By Eleanor Bloxham, CEO of The Value Alliance and Corporate Governance Alliance
FORTUNE – Federal Judge Jed S. Rakoff rejected the SEC's proposed $285 million settlement with Citigroup on Monday. This rejection was significant beyond its clear rebuke of the SEC's flimsy settlements, which have failed to address disclosure issues at big banks, allowing them to neither "admit nor deny" any wrongdoing.
The judge's order sent a clear message to public officials and executives that they need to pay closer attention to the public interest. It's remarkable that they would need to be told.
But arguing in support of its proposed settlement, the SEC had said that the public interest was not a criterion that Rakoff should consider. Citing legal precedent, Rakoff rejected the SEC's argument and refused to approve the settlement, ordering a trial for July instead.

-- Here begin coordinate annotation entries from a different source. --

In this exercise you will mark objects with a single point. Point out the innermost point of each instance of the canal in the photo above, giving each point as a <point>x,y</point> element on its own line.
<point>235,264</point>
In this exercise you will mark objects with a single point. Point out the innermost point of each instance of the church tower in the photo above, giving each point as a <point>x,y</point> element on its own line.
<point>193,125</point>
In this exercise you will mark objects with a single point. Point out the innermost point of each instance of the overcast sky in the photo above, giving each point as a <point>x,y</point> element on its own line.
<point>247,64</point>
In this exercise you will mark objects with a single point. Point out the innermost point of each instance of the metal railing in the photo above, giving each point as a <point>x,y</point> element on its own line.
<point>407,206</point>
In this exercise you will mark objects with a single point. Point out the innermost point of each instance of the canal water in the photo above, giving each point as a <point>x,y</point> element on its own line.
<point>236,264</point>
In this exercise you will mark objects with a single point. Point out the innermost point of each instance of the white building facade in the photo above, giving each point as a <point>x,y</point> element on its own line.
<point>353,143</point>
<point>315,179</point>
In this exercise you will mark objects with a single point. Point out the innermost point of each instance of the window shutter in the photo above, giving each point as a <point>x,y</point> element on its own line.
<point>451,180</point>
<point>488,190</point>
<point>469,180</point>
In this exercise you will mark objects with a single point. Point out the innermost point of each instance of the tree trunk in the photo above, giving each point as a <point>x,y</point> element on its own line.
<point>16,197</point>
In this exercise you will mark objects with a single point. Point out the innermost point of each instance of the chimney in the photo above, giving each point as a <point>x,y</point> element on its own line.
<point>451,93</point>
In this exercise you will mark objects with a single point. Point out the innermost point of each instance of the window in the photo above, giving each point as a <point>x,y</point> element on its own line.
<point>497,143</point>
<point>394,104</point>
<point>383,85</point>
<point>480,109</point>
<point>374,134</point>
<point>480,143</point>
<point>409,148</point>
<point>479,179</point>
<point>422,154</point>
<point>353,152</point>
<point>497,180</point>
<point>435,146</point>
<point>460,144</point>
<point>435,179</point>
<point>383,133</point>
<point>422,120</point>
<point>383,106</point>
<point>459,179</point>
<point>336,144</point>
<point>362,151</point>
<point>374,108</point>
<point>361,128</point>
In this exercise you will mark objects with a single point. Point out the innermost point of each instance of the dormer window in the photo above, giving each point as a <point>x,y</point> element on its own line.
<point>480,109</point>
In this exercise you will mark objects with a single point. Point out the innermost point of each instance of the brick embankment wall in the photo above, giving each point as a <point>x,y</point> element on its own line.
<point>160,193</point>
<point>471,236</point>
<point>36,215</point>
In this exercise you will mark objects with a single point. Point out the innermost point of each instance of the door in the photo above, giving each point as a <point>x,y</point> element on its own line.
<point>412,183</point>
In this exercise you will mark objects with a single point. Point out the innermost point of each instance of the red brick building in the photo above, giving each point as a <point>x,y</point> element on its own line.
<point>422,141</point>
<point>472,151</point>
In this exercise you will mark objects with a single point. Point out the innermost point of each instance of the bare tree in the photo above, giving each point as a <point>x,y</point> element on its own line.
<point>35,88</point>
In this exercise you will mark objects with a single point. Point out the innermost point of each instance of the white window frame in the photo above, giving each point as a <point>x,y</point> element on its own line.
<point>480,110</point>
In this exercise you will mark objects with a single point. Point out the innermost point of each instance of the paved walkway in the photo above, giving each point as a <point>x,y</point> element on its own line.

Rakoff's insistence that an opinion must be formed about whether the SEC settlement is in the public interest is pregnant with another possibility: this trial has the potential to force a solution that drives Citi (C) to act in the public interest as well.
The importance of the public interest to organizational health is an issue I tackled in my 2002 book, Economic Value Management: Applications and Techniques. Every organization has stakeholders integral to its success and survival. But organizations become weak when they do not address their fundamental relationship and value to the public interest and to their other stakeholders. Governmental entities lose their mandates. Corporations lose their reputations and valuable support.
Citi and the SEC may go to trial or they may try and formulate a better settlement, subject to Rakoff's approval. In either case, Rakoff just might use this opportunity to reweave the public interest into the fabric of these two organizations.
Will that actually happen? Or will the SEC and Citi fight the basis of the order?
For all our sakes, let's hope the public interest prevails.